The rally is driven by expectations of major central banks cutting interest rates from multi-decade highs. This relief is anticipated to ease pressure on landlords and lenders, leading to predictions that the depreciation of buildings will halt. According to Kim Politzer, head of European real estate research at Fidelity International, “We’re close to the bottom of the market, we really believe it.” Plans to invest more money into it are deemed sensible.
Despite the UK commercial property values being down by about 25% from a mid-2022 peak, experts like Nick Montgomery of Schroders suggest that Britain’s market is “at or near the bottom,” emphasizing a 4% increase in rents in 2023. BlackRock, the world’s largest asset manager, also views 2024 as an “entry point” for affordable global real estate investments.
High Hopes, Big Risks: The remarkable rally contrasts with ongoing warnings from major regulators, including the president of Germany’s financial regulator, who identifies commercial real estate as “risk No. 1.” Despite this, there has been a positive shift in market sentiment towards real estate, reflected in global property funds attracting significant net inflows.

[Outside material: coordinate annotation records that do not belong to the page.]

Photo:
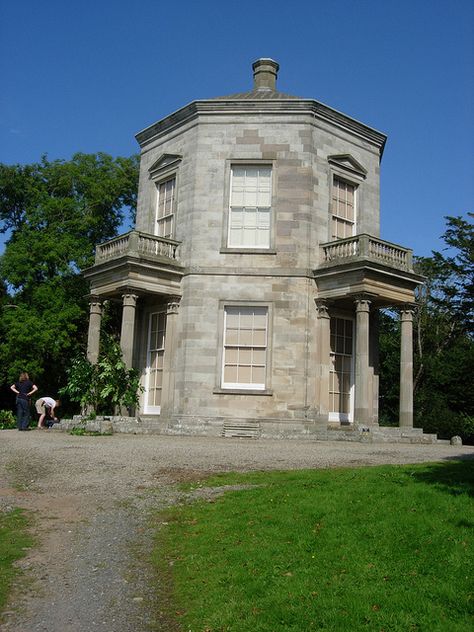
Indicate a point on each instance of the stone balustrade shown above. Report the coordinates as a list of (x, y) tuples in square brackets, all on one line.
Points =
[(366, 247), (138, 244)]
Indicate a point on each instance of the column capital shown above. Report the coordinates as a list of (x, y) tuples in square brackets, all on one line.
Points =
[(95, 304), (129, 298), (322, 308), (172, 307), (407, 311), (362, 303)]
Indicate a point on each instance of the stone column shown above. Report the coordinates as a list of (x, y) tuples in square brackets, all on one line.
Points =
[(128, 327), (362, 407), (169, 367), (406, 368), (323, 352), (93, 338)]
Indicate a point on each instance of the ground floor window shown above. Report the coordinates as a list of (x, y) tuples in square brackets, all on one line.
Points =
[(341, 376), (245, 347), (155, 354)]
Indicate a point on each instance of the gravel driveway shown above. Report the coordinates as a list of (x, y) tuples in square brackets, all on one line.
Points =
[(91, 497)]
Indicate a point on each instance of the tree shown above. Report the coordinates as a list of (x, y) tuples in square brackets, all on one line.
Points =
[(105, 386), (55, 213), (444, 341)]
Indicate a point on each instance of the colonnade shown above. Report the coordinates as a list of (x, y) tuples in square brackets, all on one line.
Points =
[(363, 374), (127, 336)]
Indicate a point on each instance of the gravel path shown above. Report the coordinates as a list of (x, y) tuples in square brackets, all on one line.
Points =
[(91, 497)]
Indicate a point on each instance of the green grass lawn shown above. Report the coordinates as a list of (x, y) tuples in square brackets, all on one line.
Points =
[(14, 540), (376, 548)]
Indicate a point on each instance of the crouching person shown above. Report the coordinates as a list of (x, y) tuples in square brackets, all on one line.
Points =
[(46, 408)]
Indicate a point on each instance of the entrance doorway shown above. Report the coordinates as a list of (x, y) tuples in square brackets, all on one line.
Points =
[(341, 375), (154, 365)]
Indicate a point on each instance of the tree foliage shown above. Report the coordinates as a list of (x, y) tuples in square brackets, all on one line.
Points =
[(104, 386), (443, 339), (54, 213)]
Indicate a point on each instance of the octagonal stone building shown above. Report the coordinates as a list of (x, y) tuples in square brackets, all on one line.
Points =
[(252, 281)]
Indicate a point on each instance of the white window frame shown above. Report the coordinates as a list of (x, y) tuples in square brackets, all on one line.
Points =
[(347, 417), (171, 215), (264, 209), (147, 409), (244, 386), (333, 215)]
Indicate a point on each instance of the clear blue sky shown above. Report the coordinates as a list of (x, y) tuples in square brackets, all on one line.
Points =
[(82, 75)]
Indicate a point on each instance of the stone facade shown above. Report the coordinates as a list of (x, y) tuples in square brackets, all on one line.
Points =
[(180, 281)]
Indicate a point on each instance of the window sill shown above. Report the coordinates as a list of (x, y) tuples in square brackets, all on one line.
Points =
[(242, 391), (248, 251)]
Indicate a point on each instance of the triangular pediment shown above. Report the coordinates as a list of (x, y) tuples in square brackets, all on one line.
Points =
[(348, 163), (164, 163)]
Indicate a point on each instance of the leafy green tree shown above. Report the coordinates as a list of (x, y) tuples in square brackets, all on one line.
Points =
[(443, 340), (105, 386), (54, 213)]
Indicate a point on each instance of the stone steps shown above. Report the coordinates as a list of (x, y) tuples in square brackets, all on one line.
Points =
[(241, 429)]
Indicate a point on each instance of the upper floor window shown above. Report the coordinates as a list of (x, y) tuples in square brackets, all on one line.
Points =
[(343, 209), (250, 206), (165, 207), (164, 175)]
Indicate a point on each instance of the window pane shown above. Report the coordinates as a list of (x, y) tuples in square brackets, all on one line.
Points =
[(259, 338), (230, 374), (231, 356), (258, 375), (232, 337), (244, 374), (245, 356)]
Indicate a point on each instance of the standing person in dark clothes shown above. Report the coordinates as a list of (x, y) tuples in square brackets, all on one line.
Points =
[(24, 389)]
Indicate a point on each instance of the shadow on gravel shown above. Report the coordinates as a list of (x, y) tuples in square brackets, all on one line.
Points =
[(453, 477)]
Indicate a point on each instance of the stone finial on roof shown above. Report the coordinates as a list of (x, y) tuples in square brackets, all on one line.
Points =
[(265, 72)]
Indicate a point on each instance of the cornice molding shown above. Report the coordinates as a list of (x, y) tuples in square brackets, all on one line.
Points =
[(279, 107)]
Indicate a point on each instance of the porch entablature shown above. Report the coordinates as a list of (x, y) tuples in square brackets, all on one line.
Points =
[(139, 245), (366, 248), (364, 265), (147, 263)]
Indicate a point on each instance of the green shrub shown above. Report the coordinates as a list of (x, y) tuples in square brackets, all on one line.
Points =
[(7, 420)]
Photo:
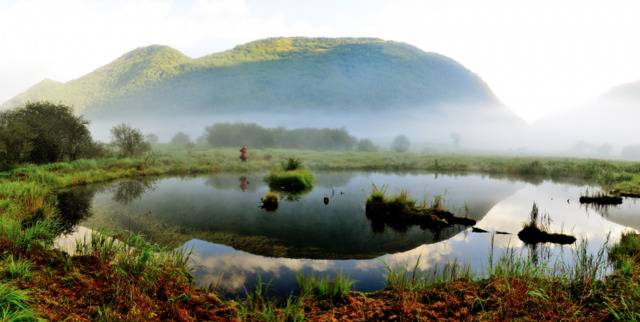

Commercial landlords globally face over $2 trillion in loans due for refinancing by end-2025. A significant minority could struggle unless major central banks cut rates promptly, as predicted by money markets. S&P Global has put a substantial portion of European real estate groups and U.S. landlords on notice for a debt downgrade due to financial struggles with high rates.
Green Shoots? While commercial property transactions in 2023 were over 50% lower than in 2022 in the U.S. and Europe, there are signs of improvement. Real estate value declines have moderated, and there’s optimism that the market is turning around, particularly in Europe. Recovery is expected to be uneven, with a preference for Europe over the United States.
Capital Economics forecasts a 1.1% rise in the values of commercial buildings in the UK in 2024, following a 4% drop in 2023. Euro zone real estate prices are predicted to turn positive in 2025, while the U.S. is expected to lag behind with a 10% drop this year and no recovery until 2026.
Even with concerns about the Fed’s rate hikes, U.S. credit investors are turning optimistic on real estate, with an index of bonds issued by U.S. REITs returning to pre-hike levels. The outlook is improving as the Fed’s rate hike cycle is anticipated to end in 2024, according to Yuri Seliger, credit strategist at Bank of America.